Turrivalignani, sfida su trasporti e turismo

Il paese chiamato a scegliere se confermare il sindaco uscente Placido o cambiare con Francescone
TURRIVALIGNANI. Il potenziamento del trasporto pendolare per studenti e lavoratori, un “fondo nascita” per aiutare le famiglie, risanamento di impianti sportivi, oltre alla valorizzazione delle 47 case di terra cruda del territorio, della pineta, dei calanchi e delle grotte naturali di Turrivalignani (750 abitanti) e dintorni. Sono i prossimi obiettivi del sindaco uscente Giovanni Placido, 64 anni, che sta per concludere la campagna elettorale in vista delle elezioni di domenica e lunedì, contro lo sfidante, Fabrizio Francescone, 44 anni, poliziotto in servizio a Chieti, originario di Penne e attuale consigliere di opposizione al Comune di Pietranico.
Francescone, ex militare in Afghanistan col 9° reggimento Alpini, padre di due figli di 16 e 13 anni (ha inserito nella lista 4 colleghi della polizia e 6 della penitenziaria) punta alla creazione di posti di lavoro attraverso la realizzazione di una tartufaia su terreno demaniale, il posizionamento di impianti di videosorveglianza per potenziare la sicurezza in paese, spazi per anziani e disabili e giochi inclusivi.
Placido, classe 1959, (lista Idea Futura con giovani lavoratori, laureati in giurisprudenza e informatica e pensionati) ricorda: «Gli ultimi anni sono stati molto difficili con la pandemia, ma siamo riusciti a portare a termine tanti progetti, tra cui il consolidamento idrogeologico del centro storico e il risanamento del dissesto di bilancio. Tra i progetti in cantiere anche la tutela della pineta che sovrasta il paese e la conservazione di grotte e calanchi», per il rilancio turistico del territorio.

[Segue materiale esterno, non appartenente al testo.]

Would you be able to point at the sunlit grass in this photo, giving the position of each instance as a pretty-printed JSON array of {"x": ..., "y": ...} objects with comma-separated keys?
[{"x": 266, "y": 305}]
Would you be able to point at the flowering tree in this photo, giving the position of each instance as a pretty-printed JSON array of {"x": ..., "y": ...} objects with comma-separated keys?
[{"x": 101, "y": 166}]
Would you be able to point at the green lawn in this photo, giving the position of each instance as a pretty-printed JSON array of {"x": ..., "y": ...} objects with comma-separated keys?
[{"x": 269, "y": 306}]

Il sindaco si dice favorevole al raddoppio ferroviario: «Permetterebbe di risolvere le criticità nei trasporti di studenti e pendolari». Inoltre «assegneremo nuovi lotti per insediamenti industriali, promuoveremo il tempo pieno alla primaria, la creazione di locali al chiuso e all’aperto per giovani, anziani, bimbi e disabili, la revisione del piano regolatore»". Tra gli altri obiettivi dello sfidante Francescone, infine, «la razionalizzazione delle spese in bilancio senza incidere sulla qualità di vita dei cittadini; le opere di manutenzione dell'acquedotto e della rete fognaria; un piano di studio per la salvaguardia del paesaggio e del mantenimento delle tradizioni locali con l'organizzazione di mostre, sagre e fiere; tutela e incentivi per zone agricole, spazi per anziani, miglioramento della viabilità» con particolare attenzione «alle vie provinciali e dell'Anas e valorizzazione del centro storico». (c.co.)